To mediate or not to mediate? That is the question for many newly-speared couples seeking divorce advice in Pasadena. After all, mediation can be an effective way for couples to sort out their issues without having to go to court. In England, mediation is now required for all separating couples in an effort to reduce the number of couples who spend months embroiled in expensive divorce battles.

On Wednesday, Britain announced that divorcing couples will be referred to mediation first to sort out most marital disputes before they are allowed to use the courts. Justice Minister Jonathan Djanogly believes that mediation is "a quicker, cheaper and more amicable alternative" to the country's over-worked and cash-strapped family courts. England and Wales will enforce the mediation regulations beginning on April 6, 2011. British officials are quick to note that domestic violence and child protection cases, however, will still go to court.

"Mediation already helps thousands of legally-aided people across England and Wales every year, but I am concerned those funding their own court actions are missing out on the benefits it can bring," Djanogly said. "Now everyone will have the opportunity to see if it could be a better solution than going straight to court."
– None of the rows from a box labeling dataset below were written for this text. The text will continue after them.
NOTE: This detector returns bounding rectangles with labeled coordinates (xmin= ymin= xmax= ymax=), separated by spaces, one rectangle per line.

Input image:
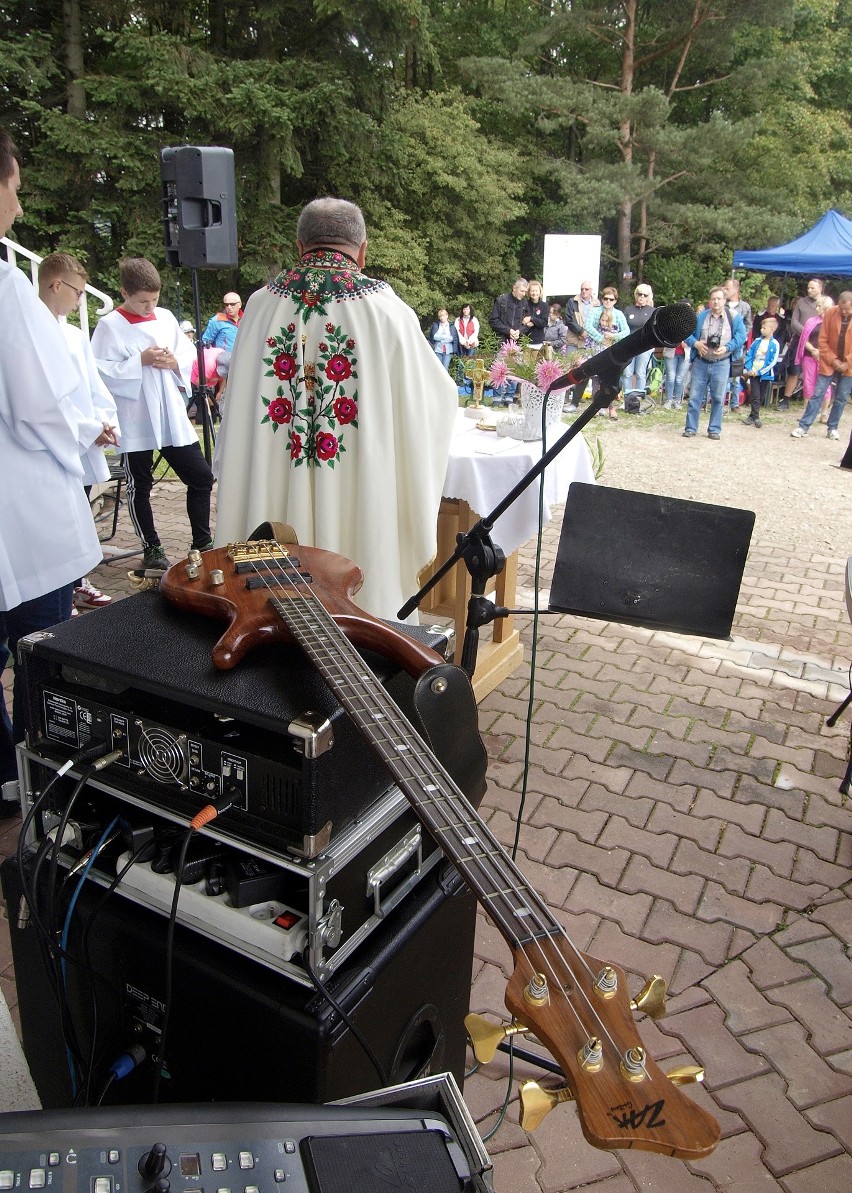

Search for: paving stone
xmin=689 ymin=1132 xmax=782 ymax=1193
xmin=669 ymin=840 xmax=752 ymax=895
xmin=767 ymin=977 xmax=852 ymax=1056
xmin=742 ymin=1022 xmax=852 ymax=1107
xmin=716 ymin=1073 xmax=840 ymax=1173
xmin=783 ymin=1156 xmax=852 ymax=1193
xmin=618 ymin=854 xmax=704 ymax=913
xmin=697 ymin=883 xmax=783 ymax=934
xmin=598 ymin=816 xmax=678 ymax=866
xmin=790 ymin=937 xmax=852 ymax=1007
xmin=804 ymin=1094 xmax=852 ymax=1150
xmin=642 ymin=898 xmax=731 ymax=965
xmin=702 ymin=959 xmax=791 ymax=1037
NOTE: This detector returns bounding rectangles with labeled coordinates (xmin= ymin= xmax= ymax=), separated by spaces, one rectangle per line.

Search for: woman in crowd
xmin=524 ymin=278 xmax=548 ymax=348
xmin=586 ymin=286 xmax=629 ymax=419
xmin=427 ymin=307 xmax=459 ymax=372
xmin=453 ymin=302 xmax=480 ymax=357
xmin=796 ymin=295 xmax=834 ymax=422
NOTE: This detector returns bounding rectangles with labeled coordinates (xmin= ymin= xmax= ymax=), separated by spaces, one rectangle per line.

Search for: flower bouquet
xmin=489 ymin=341 xmax=586 ymax=440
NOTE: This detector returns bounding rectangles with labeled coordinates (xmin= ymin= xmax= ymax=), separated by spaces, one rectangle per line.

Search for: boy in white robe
xmin=92 ymin=256 xmax=214 ymax=571
xmin=38 ymin=253 xmax=118 ymax=608
xmin=0 ymin=129 xmax=103 ymax=792
xmin=216 ymin=198 xmax=458 ymax=618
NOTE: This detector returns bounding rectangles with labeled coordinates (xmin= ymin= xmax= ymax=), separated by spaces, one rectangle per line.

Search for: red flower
xmin=314 ymin=431 xmax=338 ymax=459
xmin=272 ymin=352 xmax=298 ymax=381
xmin=334 ymin=397 xmax=358 ymax=425
xmin=266 ymin=397 xmax=292 ymax=424
xmin=325 ymin=352 xmax=352 ymax=381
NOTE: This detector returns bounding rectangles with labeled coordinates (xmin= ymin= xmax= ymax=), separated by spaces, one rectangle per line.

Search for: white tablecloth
xmin=444 ymin=410 xmax=594 ymax=555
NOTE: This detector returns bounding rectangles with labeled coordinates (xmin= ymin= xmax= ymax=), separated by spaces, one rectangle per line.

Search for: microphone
xmin=548 ymin=302 xmax=698 ymax=394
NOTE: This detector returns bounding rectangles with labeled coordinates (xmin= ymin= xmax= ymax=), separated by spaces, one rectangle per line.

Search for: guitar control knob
xmin=524 ymin=973 xmax=550 ymax=1007
xmin=136 ymin=1143 xmax=172 ymax=1182
xmin=518 ymin=1081 xmax=574 ymax=1131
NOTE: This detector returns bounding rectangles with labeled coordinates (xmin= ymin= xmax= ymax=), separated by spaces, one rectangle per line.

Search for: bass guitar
xmin=160 ymin=542 xmax=720 ymax=1160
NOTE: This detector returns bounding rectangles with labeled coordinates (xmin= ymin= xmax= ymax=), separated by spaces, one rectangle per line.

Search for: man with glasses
xmin=622 ymin=282 xmax=654 ymax=413
xmin=202 ymin=291 xmax=242 ymax=352
xmin=0 ymin=129 xmax=103 ymax=792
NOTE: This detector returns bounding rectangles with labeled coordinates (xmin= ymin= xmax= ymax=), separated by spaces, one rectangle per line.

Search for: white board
xmin=542 ymin=235 xmax=600 ymax=297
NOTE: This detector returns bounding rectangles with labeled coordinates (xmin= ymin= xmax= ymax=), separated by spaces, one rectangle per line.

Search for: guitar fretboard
xmin=272 ymin=595 xmax=562 ymax=946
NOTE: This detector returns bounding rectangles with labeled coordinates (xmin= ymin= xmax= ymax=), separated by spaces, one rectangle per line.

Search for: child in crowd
xmin=92 ymin=256 xmax=214 ymax=571
xmin=742 ymin=319 xmax=780 ymax=427
xmin=38 ymin=253 xmax=119 ymax=610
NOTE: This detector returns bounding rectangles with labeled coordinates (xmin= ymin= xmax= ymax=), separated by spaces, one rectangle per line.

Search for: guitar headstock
xmin=498 ymin=937 xmax=720 ymax=1160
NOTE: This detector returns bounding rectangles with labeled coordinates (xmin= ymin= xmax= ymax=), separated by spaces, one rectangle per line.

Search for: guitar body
xmin=160 ymin=542 xmax=720 ymax=1160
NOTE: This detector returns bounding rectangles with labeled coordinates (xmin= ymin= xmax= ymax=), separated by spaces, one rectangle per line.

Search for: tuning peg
xmin=464 ymin=1014 xmax=530 ymax=1064
xmin=666 ymin=1064 xmax=704 ymax=1086
xmin=630 ymin=973 xmax=666 ymax=1019
xmin=518 ymin=1081 xmax=574 ymax=1131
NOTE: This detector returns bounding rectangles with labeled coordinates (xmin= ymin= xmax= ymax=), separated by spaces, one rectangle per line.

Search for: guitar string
xmin=238 ymin=548 xmax=621 ymax=1055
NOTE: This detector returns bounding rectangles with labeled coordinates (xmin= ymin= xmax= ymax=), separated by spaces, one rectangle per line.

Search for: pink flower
xmin=536 ymin=360 xmax=563 ymax=389
xmin=323 ymin=352 xmax=352 ymax=381
xmin=314 ymin=431 xmax=338 ymax=459
xmin=488 ymin=357 xmax=508 ymax=388
xmin=272 ymin=352 xmax=298 ymax=381
xmin=334 ymin=397 xmax=358 ymax=425
xmin=266 ymin=397 xmax=292 ymax=424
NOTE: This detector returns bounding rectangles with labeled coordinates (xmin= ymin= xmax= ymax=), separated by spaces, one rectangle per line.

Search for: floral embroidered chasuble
xmin=216 ymin=251 xmax=458 ymax=618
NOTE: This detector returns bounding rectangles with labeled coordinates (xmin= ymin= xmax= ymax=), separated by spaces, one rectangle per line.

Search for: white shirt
xmin=215 ymin=254 xmax=458 ymax=618
xmin=0 ymin=261 xmax=103 ymax=610
xmin=92 ymin=307 xmax=198 ymax=451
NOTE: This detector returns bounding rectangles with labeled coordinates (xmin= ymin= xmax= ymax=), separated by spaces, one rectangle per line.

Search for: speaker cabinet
xmin=160 ymin=146 xmax=237 ymax=270
xmin=0 ymin=858 xmax=476 ymax=1109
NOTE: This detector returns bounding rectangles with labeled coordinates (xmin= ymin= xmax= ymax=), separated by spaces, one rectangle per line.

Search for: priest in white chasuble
xmin=216 ymin=198 xmax=458 ymax=618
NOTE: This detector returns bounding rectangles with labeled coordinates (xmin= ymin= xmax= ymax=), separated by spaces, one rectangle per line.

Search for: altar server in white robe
xmin=0 ymin=129 xmax=103 ymax=783
xmin=92 ymin=256 xmax=214 ymax=571
xmin=216 ymin=198 xmax=458 ymax=618
xmin=38 ymin=253 xmax=119 ymax=608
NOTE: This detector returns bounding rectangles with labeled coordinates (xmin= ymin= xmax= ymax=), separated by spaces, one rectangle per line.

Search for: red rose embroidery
xmin=325 ymin=353 xmax=352 ymax=381
xmin=266 ymin=397 xmax=292 ymax=424
xmin=272 ymin=352 xmax=297 ymax=381
xmin=314 ymin=431 xmax=338 ymax=459
xmin=334 ymin=397 xmax=358 ymax=424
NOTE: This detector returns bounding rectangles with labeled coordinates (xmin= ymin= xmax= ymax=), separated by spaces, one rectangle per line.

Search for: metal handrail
xmin=0 ymin=236 xmax=115 ymax=335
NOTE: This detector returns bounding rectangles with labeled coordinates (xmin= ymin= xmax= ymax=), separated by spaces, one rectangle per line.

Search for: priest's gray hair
xmin=296 ymin=196 xmax=366 ymax=248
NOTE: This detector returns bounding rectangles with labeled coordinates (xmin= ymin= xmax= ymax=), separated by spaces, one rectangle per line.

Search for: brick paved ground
xmin=0 ymin=448 xmax=852 ymax=1193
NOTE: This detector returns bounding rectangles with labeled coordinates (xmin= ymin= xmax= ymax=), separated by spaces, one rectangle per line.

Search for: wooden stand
xmin=420 ymin=497 xmax=524 ymax=703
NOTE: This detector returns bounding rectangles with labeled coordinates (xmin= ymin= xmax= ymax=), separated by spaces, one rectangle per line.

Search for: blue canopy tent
xmin=734 ymin=209 xmax=852 ymax=277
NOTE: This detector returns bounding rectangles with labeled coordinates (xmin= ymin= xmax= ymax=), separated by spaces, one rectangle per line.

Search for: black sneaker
xmin=142 ymin=543 xmax=172 ymax=571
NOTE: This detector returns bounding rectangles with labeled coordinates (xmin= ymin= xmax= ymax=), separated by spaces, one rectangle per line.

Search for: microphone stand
xmin=396 ymin=365 xmax=621 ymax=679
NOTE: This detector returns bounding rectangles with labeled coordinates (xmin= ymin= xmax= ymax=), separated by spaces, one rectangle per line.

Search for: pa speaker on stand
xmin=160 ymin=146 xmax=237 ymax=463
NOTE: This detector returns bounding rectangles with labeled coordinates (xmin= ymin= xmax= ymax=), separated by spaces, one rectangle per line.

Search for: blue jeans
xmin=686 ymin=357 xmax=730 ymax=434
xmin=0 ymin=583 xmax=74 ymax=783
xmin=622 ymin=348 xmax=654 ymax=394
xmin=798 ymin=373 xmax=852 ymax=431
xmin=663 ymin=356 xmax=690 ymax=406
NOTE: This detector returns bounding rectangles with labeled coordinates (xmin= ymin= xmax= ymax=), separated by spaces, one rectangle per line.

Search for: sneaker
xmin=72 ymin=576 xmax=112 ymax=608
xmin=142 ymin=543 xmax=172 ymax=571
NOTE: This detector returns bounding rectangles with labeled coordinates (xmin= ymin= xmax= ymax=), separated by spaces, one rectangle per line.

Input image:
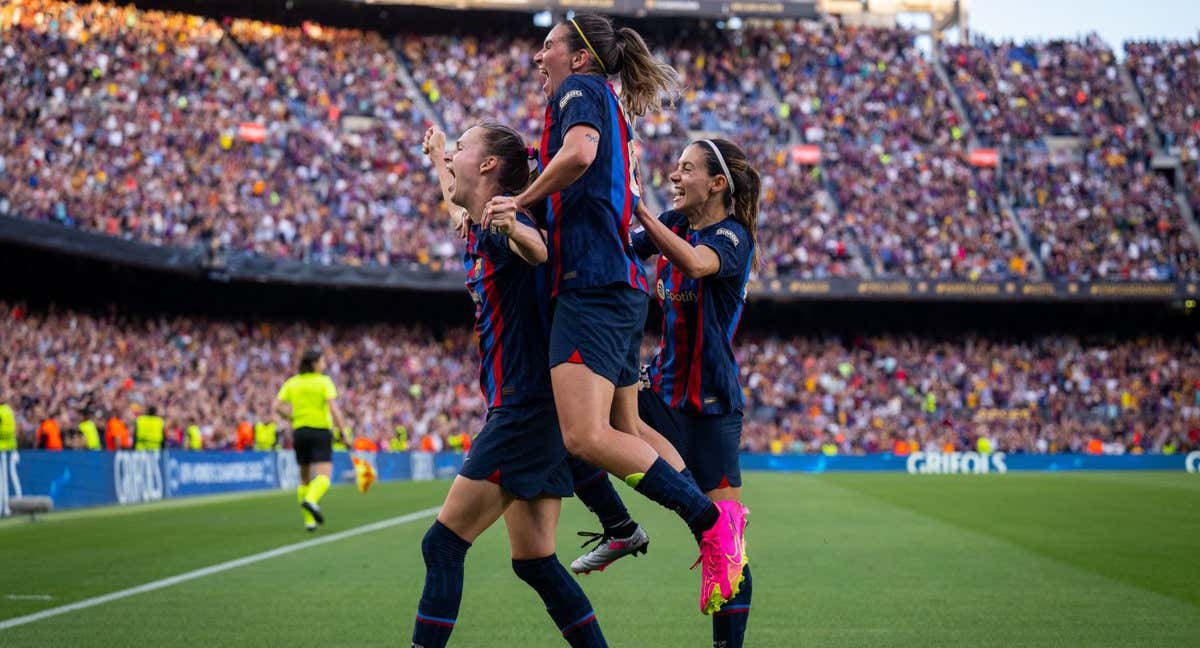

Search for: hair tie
xmin=700 ymin=139 xmax=734 ymax=196
xmin=571 ymin=18 xmax=608 ymax=74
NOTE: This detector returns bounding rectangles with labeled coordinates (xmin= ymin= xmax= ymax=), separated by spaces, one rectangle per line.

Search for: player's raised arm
xmin=484 ymin=196 xmax=548 ymax=265
xmin=637 ymin=203 xmax=721 ymax=278
xmin=421 ymin=126 xmax=467 ymax=234
xmin=516 ymin=125 xmax=600 ymax=209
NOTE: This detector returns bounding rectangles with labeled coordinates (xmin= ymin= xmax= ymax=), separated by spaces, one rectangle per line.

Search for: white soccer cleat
xmin=571 ymin=524 xmax=650 ymax=574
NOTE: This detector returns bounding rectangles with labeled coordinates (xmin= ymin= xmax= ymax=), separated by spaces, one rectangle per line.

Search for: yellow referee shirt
xmin=276 ymin=373 xmax=337 ymax=430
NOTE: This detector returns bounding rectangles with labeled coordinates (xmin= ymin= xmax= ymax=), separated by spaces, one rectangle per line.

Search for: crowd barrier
xmin=0 ymin=450 xmax=1200 ymax=517
xmin=0 ymin=450 xmax=462 ymax=517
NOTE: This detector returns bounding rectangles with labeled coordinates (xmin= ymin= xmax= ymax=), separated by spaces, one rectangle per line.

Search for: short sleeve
xmin=696 ymin=218 xmax=754 ymax=278
xmin=517 ymin=211 xmax=538 ymax=229
xmin=554 ymin=74 xmax=605 ymax=136
xmin=630 ymin=228 xmax=659 ymax=259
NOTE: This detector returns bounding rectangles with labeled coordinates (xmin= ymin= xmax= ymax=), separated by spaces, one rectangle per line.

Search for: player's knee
xmin=421 ymin=521 xmax=470 ymax=568
xmin=563 ymin=425 xmax=607 ymax=463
Under the new rules, any person seeking a divorce will have to undergo a mediation assessment first. If it's decided that mediation is not a viable option, only then can the case proceed to court.

At the heart of England's new affinity for mediation is the cost of divorces. Opponents to mandatory meditation say that the new law could hurt those who rely on the country's free legal aid.

"The government is creating a myth that mediation is a panacea in order to justify cuts to legal aid which will take areas such as this, where people desperately need advice out of scope," says Law Society president Linda Lee.

Djanogly, on the other hand, sees mediation as a way to cut down on the country's $2 billion a year spent on legal aid.

"Our proposals aim to radically reform the system and encourage people to take advantage of the most appropriate sources of help, advice or routes to resolution - which will not always involve the expense of lawyers or courts."